Submitted by Sadness24_7 t3_y72mzl in deeplearning

Hello there,

im working on neural network and i have a lot of input variables which i would like to minimize, based on couple experiments i did i found out that most of the data are corelated. Performing training for each combination for each input size makes no sence since that would take ages. What are the techniques to select variable which have the most inpact on neural network performance ?

3

Comments

You must log in or register to comment.

Prestigious_Boat_386 t1_issl12g wrote

Pca for moderate dimension reduction. Straight up throwing away half of the highly correlated dimensions for very high dimension numbers.

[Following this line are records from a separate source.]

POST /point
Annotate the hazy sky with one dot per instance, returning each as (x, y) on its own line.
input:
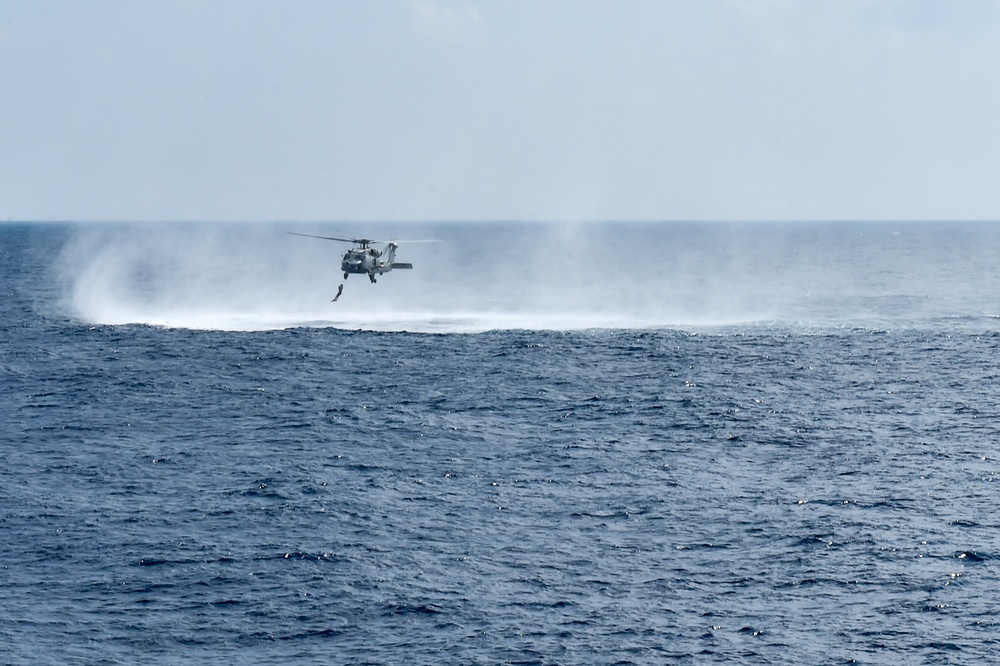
(500, 109)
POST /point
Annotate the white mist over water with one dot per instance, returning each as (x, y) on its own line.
(532, 276)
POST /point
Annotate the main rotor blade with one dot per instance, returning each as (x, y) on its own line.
(342, 239)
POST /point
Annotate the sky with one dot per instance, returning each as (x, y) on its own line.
(465, 110)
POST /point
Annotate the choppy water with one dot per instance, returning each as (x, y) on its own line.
(780, 446)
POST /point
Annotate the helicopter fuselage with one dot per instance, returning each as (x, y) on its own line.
(369, 261)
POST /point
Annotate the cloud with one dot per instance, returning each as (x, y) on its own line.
(445, 21)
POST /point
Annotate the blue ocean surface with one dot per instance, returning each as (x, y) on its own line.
(545, 444)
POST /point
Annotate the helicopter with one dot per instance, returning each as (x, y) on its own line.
(365, 259)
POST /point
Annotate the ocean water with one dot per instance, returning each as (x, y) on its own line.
(546, 444)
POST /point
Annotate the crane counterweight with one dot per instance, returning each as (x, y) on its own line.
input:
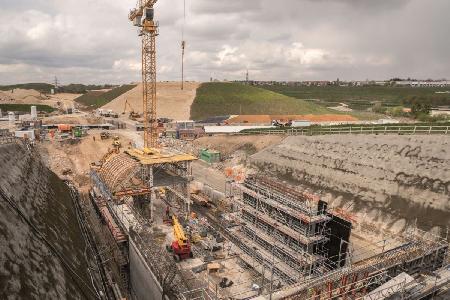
(143, 17)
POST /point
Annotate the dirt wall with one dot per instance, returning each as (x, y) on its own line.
(390, 181)
(28, 269)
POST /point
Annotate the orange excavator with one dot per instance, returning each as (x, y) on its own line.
(181, 246)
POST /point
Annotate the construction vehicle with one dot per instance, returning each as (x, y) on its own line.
(77, 132)
(181, 246)
(132, 114)
(143, 17)
(104, 135)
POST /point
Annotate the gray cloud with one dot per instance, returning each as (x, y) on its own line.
(93, 42)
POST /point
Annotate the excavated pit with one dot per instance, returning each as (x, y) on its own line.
(28, 269)
(387, 181)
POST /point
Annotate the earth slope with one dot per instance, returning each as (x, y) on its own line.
(172, 103)
(388, 181)
(28, 269)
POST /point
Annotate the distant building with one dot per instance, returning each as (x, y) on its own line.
(440, 83)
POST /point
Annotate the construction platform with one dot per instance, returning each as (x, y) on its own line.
(272, 240)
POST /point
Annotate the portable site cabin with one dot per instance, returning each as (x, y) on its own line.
(210, 156)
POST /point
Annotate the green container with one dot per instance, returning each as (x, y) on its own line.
(210, 156)
(77, 132)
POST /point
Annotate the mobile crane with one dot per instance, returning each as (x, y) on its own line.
(181, 246)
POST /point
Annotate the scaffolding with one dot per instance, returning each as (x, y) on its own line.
(285, 228)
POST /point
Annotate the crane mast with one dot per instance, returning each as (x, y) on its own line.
(143, 17)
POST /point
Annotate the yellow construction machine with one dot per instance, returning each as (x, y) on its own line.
(181, 246)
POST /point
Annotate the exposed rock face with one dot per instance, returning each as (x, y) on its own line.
(389, 180)
(28, 269)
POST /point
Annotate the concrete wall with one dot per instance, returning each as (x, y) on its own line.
(144, 285)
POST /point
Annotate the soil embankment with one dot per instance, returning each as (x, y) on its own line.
(29, 269)
(388, 181)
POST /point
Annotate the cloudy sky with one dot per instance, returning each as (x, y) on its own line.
(91, 41)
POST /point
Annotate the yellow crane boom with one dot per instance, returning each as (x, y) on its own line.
(143, 17)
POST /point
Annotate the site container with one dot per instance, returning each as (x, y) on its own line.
(210, 156)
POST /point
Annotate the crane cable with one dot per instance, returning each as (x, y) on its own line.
(36, 232)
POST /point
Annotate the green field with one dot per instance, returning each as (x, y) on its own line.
(364, 97)
(46, 88)
(25, 107)
(95, 99)
(218, 99)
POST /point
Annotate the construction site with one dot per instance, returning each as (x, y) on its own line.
(168, 211)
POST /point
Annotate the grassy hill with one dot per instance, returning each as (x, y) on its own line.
(25, 107)
(96, 99)
(363, 97)
(46, 88)
(218, 99)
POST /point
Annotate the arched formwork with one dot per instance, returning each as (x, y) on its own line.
(117, 173)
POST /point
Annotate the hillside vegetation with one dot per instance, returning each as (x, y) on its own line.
(218, 99)
(96, 99)
(40, 87)
(364, 97)
(46, 88)
(26, 107)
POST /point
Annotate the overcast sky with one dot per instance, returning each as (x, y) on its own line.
(92, 41)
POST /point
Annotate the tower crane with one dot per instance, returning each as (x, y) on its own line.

Youd reject the worst dimensions until thw size is low enought to use pda then use pda to reduce to a size your network can handle.

2

Sadness24_7 OP t1_issrioz wrote

I dont think PCA will help me, i need to reduce the number of feature in order to simplify the system im working with. those removed feature will no longer be aquired and thus i cant retrain the model in the future. i need to somehow pick 2-10 features out of 38 for which i can finetune the model and deploy it. only those selected features will be logged for future.

2

Sadness24_7 OP t1_isszoev wrote

But what am i looking for tho. i've been looking at loadings matrix for couple minutes but cant really figure out the connections. Lets say i want to select 7 feature out of 38, so i performa pca for 7 components and im looking at loading matrix (correlation between 38 feature's and 7 pca's . do i just look at the component with best correlation with the input features and the 7 highest correlation with that pca component ?

1

thePedrix t1_ist0fv6 wrote

I can’t be sure that it would work, but I would try this:

-PCA for N components

-Plot a graph with the 2 or 3 first principal components (depending on the cumulative explained variance, if 2 is enough, a 2D plot)

-Plot the magnitude of the variables and see which are the most impactful. Pick the X features you want.

-Train the network with those X features.

1

Stor_bjorn t1_isum684 wrote

Maybe you could try some feature selection for example, tree based feature selection?

1